Administrative, support and data scientist positions at PennyMac were listed in the notices. Other cuts are being made in areas that include call monitoring, closing verification, documentation, mortgage fulfillment, secondary marketing, portfolio risk management and 203K renovation loan products.
The layoffs were listed in six locations, including offices in Agoura Hills, Moorpark, Pasadena, and Roseville. Two offices in Westlake Village also were listed as having notified workers of cuts.
A spokesperson for Pennymac had not returned a call for comment at the time of this writing.
Other home lending companies that have announced permanent layoffs in California in the past month include Winpointe Corp., which does business as Interactive Mortgage. State filings show Winpointe is cutting 51 positions. Industry vendor Genpact Mortgage Services announced 14 layoffs, and Prospect Financial Group, which does business as Prospect Home Finance, reported five.

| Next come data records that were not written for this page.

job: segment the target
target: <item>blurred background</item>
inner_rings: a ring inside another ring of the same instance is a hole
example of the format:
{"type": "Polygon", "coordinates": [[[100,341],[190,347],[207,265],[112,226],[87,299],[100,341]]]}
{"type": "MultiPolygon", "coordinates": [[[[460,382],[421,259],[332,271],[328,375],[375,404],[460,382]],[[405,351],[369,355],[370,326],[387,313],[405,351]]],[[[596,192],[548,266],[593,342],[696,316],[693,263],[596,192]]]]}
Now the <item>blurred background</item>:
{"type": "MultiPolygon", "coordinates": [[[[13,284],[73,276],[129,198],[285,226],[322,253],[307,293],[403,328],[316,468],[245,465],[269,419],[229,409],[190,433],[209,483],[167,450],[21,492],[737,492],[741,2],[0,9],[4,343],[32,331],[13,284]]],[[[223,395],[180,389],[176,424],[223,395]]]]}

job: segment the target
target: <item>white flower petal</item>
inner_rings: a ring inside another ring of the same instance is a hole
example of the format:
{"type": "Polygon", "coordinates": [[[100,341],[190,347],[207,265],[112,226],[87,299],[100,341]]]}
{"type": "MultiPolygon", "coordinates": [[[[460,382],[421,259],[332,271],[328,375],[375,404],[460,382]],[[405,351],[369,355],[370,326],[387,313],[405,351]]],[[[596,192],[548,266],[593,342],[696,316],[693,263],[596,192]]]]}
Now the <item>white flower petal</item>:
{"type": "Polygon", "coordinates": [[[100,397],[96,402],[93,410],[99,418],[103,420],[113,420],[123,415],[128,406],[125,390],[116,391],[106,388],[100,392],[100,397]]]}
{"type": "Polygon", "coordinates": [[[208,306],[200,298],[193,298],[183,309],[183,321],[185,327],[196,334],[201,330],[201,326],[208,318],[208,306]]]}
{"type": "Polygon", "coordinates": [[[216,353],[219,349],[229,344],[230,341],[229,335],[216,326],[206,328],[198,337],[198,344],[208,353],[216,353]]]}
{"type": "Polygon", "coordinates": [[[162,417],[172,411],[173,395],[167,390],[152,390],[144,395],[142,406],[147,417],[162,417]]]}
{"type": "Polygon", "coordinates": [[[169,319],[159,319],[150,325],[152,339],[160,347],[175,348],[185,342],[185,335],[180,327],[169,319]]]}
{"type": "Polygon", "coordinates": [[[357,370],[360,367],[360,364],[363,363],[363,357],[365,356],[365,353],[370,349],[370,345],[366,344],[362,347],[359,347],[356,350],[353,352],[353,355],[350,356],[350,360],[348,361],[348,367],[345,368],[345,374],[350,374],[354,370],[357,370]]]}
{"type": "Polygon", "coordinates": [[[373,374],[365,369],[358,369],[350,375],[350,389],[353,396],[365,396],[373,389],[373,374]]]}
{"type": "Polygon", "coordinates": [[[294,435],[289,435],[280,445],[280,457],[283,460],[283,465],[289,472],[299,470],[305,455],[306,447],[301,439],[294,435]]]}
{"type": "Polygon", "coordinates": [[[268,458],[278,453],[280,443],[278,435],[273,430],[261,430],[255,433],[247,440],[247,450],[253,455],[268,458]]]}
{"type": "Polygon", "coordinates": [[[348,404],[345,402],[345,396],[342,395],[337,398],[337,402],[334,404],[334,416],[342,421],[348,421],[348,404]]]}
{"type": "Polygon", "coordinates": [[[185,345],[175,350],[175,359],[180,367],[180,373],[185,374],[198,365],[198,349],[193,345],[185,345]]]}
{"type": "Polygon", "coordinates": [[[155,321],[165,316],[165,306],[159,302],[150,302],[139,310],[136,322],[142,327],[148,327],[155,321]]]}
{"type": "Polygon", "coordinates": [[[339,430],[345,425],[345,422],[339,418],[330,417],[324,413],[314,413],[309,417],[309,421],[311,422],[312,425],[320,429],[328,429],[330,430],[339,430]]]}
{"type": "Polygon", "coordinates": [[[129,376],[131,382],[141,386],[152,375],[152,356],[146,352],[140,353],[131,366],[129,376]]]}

Larger lenders are also making big changes, or at least hinting at them. Better.com recently cut more than one-third of its 9,300 workers, while in loanDepot’s Q4 earnings call, its CEO Anthony Hsieh ominously noted that margin “pressure will continue until the industry gets right sized in capacity.”
But some companies are making cuts for reasons beyond the current cyclical shift in mortgages. Personnel reductions at New Residential stem from its efforts to consolidate operations after acquiring Caliber, Chief Operating Officer Jordan Licht said during the company’s earnings call last month.
Banking giant Wells Fargo, which has been beset by legal and regulatory concerns that include lending bias allegations, listed more than 100 layoffs in California during March. Wells has been more broadly focused on cost-cutting initiatives since last year to offset costs and compete.